A monstrous shadow flickers along the wall near the bend. The sight finally snaps me out of my stasis, and I turn and bolt in the opposite direction. Greta is gone as if she’d never been there to begin with.

She hadn’t. Because this is a dream. Remember that. This is only a dream.

I cling to the notion for all the good it’s doing me as I flee from one twisting corridor into another. The real Banton High is relatively small with only a few hundred students, but this version seems unending.

The imploring calls continue behind me unabated, driving me ever onward. Whatever monstrous thing is wearing my Mom’s face in this place, I don’t think I could bear the sight of it.

Gradually, the school halls shift around me, linoleum bleeding into stone while harsh fluorescent lighting fades to torchlight. Soon enough, the school is gone, replaced by an actual labyrinth of cracked stone and flickering torches—the perfect backdrop for a demon to hunt me.

I dash around a corner, my breaths coming in ragged gasps, and skid to a halt. The corridor dead ends ahead of me in a solid wall of stone. Frantically, my pulse pounding in my temples, I spin to try and bolt back to another crossing, but the shadow of my pursuer already looms. I’m trapped.

“No more running, Ash,” Mom purrs. “No more hiding. It’s time you finally faced the truth.”

“T-the truth?” I ask, trying to buy time as I desperately search the passage for another way out, my attempts to will one into existence in vain.

“That you’re a failure, Ash. Me, Harvey, Greta, Dylan…the list goes on and on.”
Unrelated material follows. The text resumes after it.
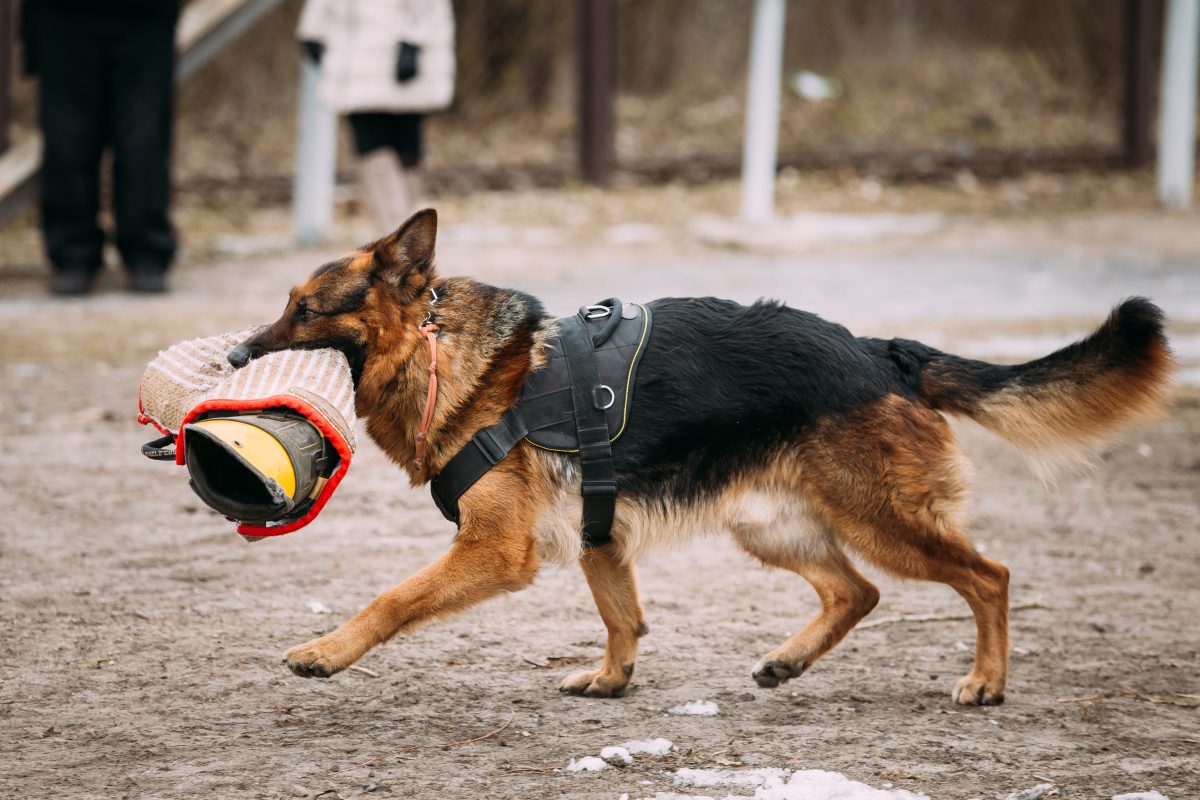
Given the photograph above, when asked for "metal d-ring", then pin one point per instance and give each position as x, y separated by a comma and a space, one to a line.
612, 397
A shape appears in the mouth of the tunnel, and I avert my eyes, staring at the stone floor as squelching footsteps herald its plodding approach.

“I love you, baby, but let’s be real: everyone around you winds up miserable or dead.” She giggles, the sound scraping at my sanity. “Or both. That’s why I did what I did, Ash. I had to get away from you. Spending another second in that house with you was more torture than I could bear.”

“S-stop,” I whisper, my hands shaking as I clutch my arms to my chest, bowing my back. Tears stand out in my eyes. “P-please, s-stop.”

“I wish I could, baby. But you need to hear this. To really let it sink in so that you understand.”

The wet footsteps halt right in front of me. A hand, blackened with rot, cups my cheek. I gag at the sickly-sweet stench of decay permeating the air.

“You are my greatest regret,” Mom says gently. “You are cursed. Greta may be your most recent casualty, but she won’t be the last. You killed her. Just like you killed me. Just like you’re going to kill Dylan.”

Her poisonous words sink into me like barbs, ripping me open and leaving me numb. The flickering torchlight dims, the darkness around me growing. I can feel its ravenous hunger, a beast eager to devour me. I close my eyes, grateful for the promise of an end to the pain.

“Yesss,” Mom hisses, her squishy fingers caressing my cheek. “That’s it, baby. Just let it all go. It’s what’s best for you. What’s best for Dylan.”

Dylan…

I picture him trapped somewhere in this nightmare, all alone and suffering like I am. He doesn’t deserve that. If I give up now, I’ll be resigning him to the same fate as Harvey, at least until he wakes up in the morning.

Giving up is how I become a real failure.

“No,” I whisper. My hands tighten at my sides, the muscles in my neck and back tensing. “No!”

I straighten my back. The hand on my face falls away as resolve floods me.